Da sposata andò a vivere a Shangai: un quartiere di Fiumicino paese chiamato così per delle piccole casette tutte attaccate che lo caratterizzavano. Riusciva ad andare ad aiutare il padre sporadicamente, ma le mancava tantissimo il lavoro nei campi. La terra era parte di lei. Poi nel ‘69 è tornata a vivere ad Isola Sacra dove ha costruito casa insieme al marito, ma il lavoro era pesante. Prima le case si costruivano con gli scavi e le fondamenta fatte a mano. “Tornare lì per lei è stato un sospiro di sollievo – racconta Nadia -. Ha ripreso in mano la sua vita perché era ritornata nel suo posto”. Nel mentre era cambiato anche il modo di coltivare la terra: c’erano nuovi mezzi agricoli e Lena portava il trattore proprio come un uomo. Per le donne dell’epoca era molto avanti: aveva la patente, era scaltra ma allo stesso tempo non ha mai perso la sua generosità.
Donna imprenditrice
Nel corso degli anni Maddalena ha anche svolto il ruolo di imprenditrice quando con sua figlia Nadia ha deciso di acquistare l’edicola che è tutt’ora alla “Madonnella”, zona centrale di Isola Sacra. Dopo presero in affitto un locale nella stessa zona e Maddalena decise di aprire un negozio di scarpe: a Fiumicino non ce ne erano e sarebbe stata una novità. Il negozio lo chiamarono “Calzature Lena” e ancora oggi tutti lo ricordano come un punto di riferimento importante della città. Piano piano, Lena e Nadia riuscirono a far ingranare l’attività: “Prima non c’era internet, non conoscevamo rappresentanti per acquistare le scarpe da rivendere e usavamo le Pagine Gialle – racconta Nadia -. Ma sotto Natale avevamo la fila e i clienti venivano anche da Roma e da Ostia”.
Una donna forte, generosa e che non si è mai arresa
Maddalena ha scoperto di avere un tumore in stato avanzato all’età di 55 anni: Nadia si è trovata a gestire il negozio di calzature da sola ma decise di venderlo per assistere sua mamma. Poco dopo la morte della madre Nadia perse anche la sorella, con la quale aveva un legame unico. Lena morì in poco tempo e tanto fu il dolore delle sue figlie, dei suoi parenti e di tutta la comunità di Fiumicino che tanto l’amava e ancora oggi la ricorda come una persona fantastica.

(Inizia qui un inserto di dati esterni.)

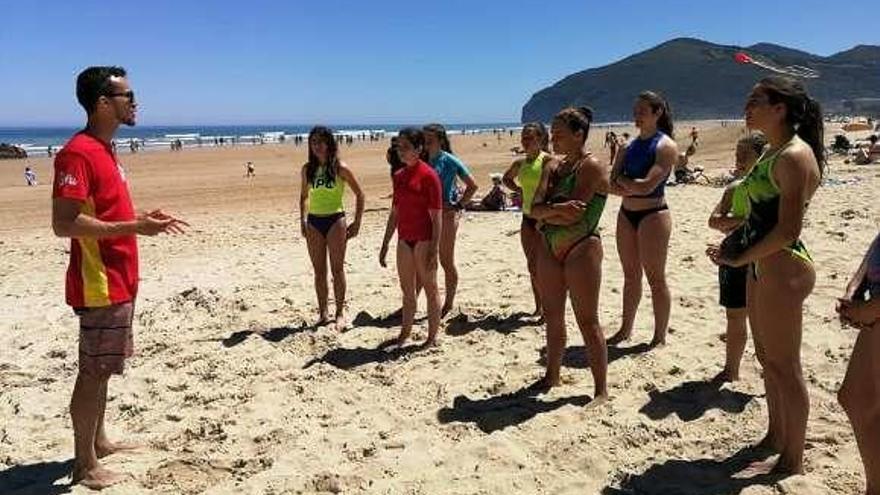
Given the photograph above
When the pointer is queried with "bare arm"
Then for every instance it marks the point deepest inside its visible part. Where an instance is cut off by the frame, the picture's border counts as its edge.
(349, 178)
(667, 156)
(859, 275)
(541, 210)
(390, 226)
(469, 191)
(509, 179)
(792, 174)
(615, 174)
(69, 221)
(303, 200)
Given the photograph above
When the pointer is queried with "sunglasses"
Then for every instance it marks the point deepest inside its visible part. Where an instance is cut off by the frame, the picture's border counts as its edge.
(128, 94)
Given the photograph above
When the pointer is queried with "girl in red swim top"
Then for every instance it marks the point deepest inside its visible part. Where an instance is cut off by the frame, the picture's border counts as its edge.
(416, 213)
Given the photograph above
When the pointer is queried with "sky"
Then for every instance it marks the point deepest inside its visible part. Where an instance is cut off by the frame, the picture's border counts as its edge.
(361, 62)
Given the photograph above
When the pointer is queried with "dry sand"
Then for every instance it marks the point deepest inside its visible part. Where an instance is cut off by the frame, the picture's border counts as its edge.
(232, 390)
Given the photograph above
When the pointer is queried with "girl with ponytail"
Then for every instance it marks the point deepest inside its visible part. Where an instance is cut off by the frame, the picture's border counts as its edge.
(644, 223)
(568, 205)
(524, 177)
(779, 188)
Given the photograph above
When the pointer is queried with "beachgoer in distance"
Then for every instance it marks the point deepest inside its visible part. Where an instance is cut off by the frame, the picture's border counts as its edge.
(860, 391)
(568, 206)
(523, 177)
(450, 169)
(416, 215)
(322, 218)
(30, 177)
(644, 223)
(779, 187)
(91, 205)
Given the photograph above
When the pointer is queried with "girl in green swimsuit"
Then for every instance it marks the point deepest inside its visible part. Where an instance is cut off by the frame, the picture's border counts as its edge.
(779, 187)
(524, 176)
(568, 204)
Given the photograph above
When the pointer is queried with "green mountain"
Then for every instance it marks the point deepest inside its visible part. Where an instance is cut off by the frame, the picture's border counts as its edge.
(702, 80)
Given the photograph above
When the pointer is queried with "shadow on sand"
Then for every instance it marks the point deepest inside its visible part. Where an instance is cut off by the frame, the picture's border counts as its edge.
(38, 478)
(576, 356)
(691, 400)
(501, 411)
(462, 324)
(346, 359)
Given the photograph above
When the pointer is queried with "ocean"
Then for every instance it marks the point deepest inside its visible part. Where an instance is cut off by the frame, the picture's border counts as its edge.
(37, 140)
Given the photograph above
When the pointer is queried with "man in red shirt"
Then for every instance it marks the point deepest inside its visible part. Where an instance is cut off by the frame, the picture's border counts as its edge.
(91, 205)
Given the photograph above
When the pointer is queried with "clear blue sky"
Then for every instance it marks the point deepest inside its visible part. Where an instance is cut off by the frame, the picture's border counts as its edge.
(340, 62)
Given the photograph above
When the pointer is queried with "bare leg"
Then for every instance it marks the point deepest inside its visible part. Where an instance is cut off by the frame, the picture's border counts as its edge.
(336, 245)
(427, 278)
(736, 343)
(406, 272)
(529, 237)
(784, 283)
(653, 245)
(583, 276)
(85, 411)
(774, 439)
(551, 277)
(317, 247)
(103, 445)
(860, 397)
(447, 257)
(628, 250)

Lei era talmente tanto generosa che rimaneva anche senza soldi pur di aiutare il prossimo. E’ stata una grande lavoratrice, tutti la ricordano per il suo animo gentile e per la passione che metteva in tutto quello che faceva. Era una bellissima donna che amava il rossetto rosso e lo smalto rosso.
“Mamma adorava le rose – ricorda Nadia – non ne doveva mai mancare una sulla sua tavola perché diceva che una rosa può dire tutto… amore, gioia, passione amicizia, sincerità. Diceva che a una rosa non si tolgono le spine e così lei vedeva la vita: le spine erano le difficoltà da affrontare e lei ne ha affrontate davvero tante. Grazie per tutto quello che mi hai insegnato in 26 anni”.
A Maddalena Compagnone è intitolata una via di Isola Sacra, proprio in prossimità di dove prima si trovava il suo terreno. Ha lasciato un segno profondo nella storia di Fiumicino e occupa un posto speciale nel cuore di tutti quelli che l’hanno incrociata nel corso della loro vita.